Economy

Intel signs off €30 billion investment in Germany – EURACTIV.com


The German government and Intel signed a deal on Monday (19 June) that would see over €30 billion of investments in chips plants in Saxony-Anhalt in return for €10 billion of government subsidies.

After months of negotiations, the two sides signed the final agreement in the Federal Chancellery in the presence of Chancellor Olaf Scholz and Intel CEO Pat Gelsinger.

The new deal marks a major upgrade from previous agreements. Intel only earmarked €17 billion for investments in the Saxony-Anhalt in return for €6.8 billion in subsidies. However, Intel later stated that the subsidies were too low due to rising energy prices and inflation and demanded more financial assistance from the state. 

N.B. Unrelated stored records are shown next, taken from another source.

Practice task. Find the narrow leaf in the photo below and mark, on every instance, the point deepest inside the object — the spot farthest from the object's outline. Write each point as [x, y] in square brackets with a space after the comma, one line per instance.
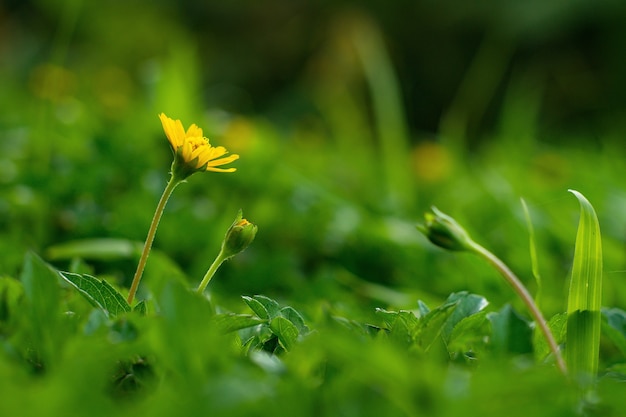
[99, 293]
[257, 307]
[585, 295]
[230, 322]
[285, 330]
[270, 305]
[533, 250]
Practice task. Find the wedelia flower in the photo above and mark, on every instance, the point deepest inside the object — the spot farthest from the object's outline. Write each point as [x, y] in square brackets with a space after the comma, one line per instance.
[192, 151]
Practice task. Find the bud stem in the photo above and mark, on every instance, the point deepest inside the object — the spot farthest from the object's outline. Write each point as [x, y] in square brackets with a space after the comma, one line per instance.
[169, 188]
[209, 274]
[523, 293]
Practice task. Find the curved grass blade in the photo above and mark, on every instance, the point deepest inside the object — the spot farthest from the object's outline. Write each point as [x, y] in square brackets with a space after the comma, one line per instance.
[585, 296]
[99, 293]
[533, 252]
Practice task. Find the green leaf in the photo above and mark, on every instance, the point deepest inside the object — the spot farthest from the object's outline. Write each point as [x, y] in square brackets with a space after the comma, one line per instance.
[585, 295]
[42, 309]
[431, 325]
[294, 317]
[558, 327]
[533, 250]
[140, 308]
[269, 310]
[470, 333]
[401, 324]
[466, 306]
[510, 333]
[614, 327]
[285, 330]
[257, 307]
[230, 322]
[11, 292]
[99, 293]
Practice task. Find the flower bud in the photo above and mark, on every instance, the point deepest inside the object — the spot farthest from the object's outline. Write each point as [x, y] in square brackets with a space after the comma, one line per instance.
[238, 237]
[445, 232]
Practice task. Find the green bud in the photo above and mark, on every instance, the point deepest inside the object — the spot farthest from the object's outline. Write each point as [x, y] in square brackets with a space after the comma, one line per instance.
[238, 237]
[445, 232]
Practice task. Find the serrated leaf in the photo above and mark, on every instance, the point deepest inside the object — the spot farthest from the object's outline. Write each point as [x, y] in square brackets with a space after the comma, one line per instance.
[270, 307]
[285, 330]
[42, 306]
[98, 292]
[401, 324]
[466, 306]
[257, 307]
[510, 333]
[229, 322]
[140, 308]
[294, 317]
[469, 333]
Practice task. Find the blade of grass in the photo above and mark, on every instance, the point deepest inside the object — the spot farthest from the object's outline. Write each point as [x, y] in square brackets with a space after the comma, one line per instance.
[585, 296]
[533, 251]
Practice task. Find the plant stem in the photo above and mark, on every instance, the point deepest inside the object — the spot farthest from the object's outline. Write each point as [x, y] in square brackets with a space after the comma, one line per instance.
[169, 188]
[523, 293]
[209, 274]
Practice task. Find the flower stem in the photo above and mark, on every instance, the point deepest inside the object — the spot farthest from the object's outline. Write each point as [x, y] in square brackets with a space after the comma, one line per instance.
[523, 293]
[169, 188]
[219, 260]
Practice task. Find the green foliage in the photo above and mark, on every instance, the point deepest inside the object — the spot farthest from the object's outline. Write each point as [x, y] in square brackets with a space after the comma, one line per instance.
[99, 293]
[585, 296]
[343, 141]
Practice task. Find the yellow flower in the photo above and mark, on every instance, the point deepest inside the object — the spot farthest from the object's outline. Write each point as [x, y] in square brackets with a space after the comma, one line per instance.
[192, 150]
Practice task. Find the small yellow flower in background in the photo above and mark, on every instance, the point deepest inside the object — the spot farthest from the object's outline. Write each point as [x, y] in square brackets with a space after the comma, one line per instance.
[238, 237]
[193, 152]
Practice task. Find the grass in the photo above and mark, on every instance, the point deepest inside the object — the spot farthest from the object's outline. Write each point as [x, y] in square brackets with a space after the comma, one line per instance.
[339, 306]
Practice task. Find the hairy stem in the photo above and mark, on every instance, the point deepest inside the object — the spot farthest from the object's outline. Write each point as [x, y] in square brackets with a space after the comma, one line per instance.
[169, 188]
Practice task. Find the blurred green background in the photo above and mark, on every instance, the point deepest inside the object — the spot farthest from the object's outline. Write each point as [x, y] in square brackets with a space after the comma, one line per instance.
[351, 119]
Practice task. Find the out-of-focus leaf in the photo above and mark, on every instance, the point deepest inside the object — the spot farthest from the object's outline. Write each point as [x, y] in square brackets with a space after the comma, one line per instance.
[230, 322]
[285, 330]
[100, 249]
[269, 310]
[295, 318]
[614, 327]
[99, 293]
[470, 333]
[256, 306]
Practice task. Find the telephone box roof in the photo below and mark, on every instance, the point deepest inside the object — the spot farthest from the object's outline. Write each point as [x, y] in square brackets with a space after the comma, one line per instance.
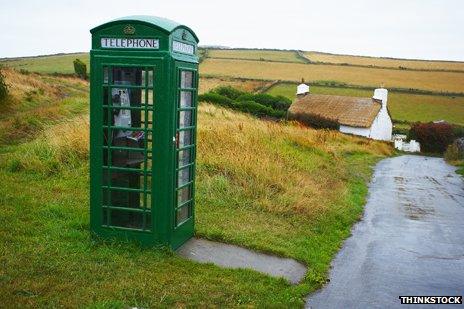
[164, 24]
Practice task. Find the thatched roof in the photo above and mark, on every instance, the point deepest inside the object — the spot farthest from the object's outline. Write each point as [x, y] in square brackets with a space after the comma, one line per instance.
[349, 111]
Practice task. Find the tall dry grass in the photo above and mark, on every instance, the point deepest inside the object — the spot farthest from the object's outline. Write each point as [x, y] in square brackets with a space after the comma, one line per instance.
[60, 147]
[207, 84]
[284, 167]
[37, 101]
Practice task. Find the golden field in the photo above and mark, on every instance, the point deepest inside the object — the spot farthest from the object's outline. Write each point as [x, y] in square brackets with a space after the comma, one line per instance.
[256, 54]
[386, 62]
[389, 78]
[207, 84]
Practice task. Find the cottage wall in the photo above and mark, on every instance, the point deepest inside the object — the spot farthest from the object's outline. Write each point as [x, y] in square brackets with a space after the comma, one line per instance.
[355, 130]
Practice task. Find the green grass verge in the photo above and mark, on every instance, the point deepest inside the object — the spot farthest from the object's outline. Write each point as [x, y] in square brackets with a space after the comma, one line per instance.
[61, 64]
[402, 106]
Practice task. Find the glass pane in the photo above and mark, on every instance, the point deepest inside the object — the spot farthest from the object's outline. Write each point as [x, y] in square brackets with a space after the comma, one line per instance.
[127, 76]
[105, 75]
[183, 195]
[128, 219]
[183, 214]
[183, 176]
[185, 99]
[185, 138]
[186, 79]
[147, 99]
[184, 157]
[148, 73]
[185, 119]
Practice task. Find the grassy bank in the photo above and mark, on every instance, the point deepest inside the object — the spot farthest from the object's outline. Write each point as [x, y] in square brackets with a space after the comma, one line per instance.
[62, 64]
[274, 187]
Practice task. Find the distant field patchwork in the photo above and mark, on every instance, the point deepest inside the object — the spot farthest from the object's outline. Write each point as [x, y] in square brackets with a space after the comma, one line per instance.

“Intel will also invest more in total itself,” Saxony-Anhalt’s Minister of Economics Sven Schulze told public broadcaster MDR. “The main burden of the investment will be borne by Intel itself.”

While Germany pledged to increase the subsidies for the chips plant to €10 billion, the overall relative share of funding has thus decreased from 40% of the investment volume to less than 33%. 

The fabs built in Magdeburg will also be more modern than initially planned and will involve next-generation systems from the Dutch manufacturer ASML – so-called EUV systems – used in the latest smartphones and computers. 

High-ranking politicians of the governing coalition also praised the agreement.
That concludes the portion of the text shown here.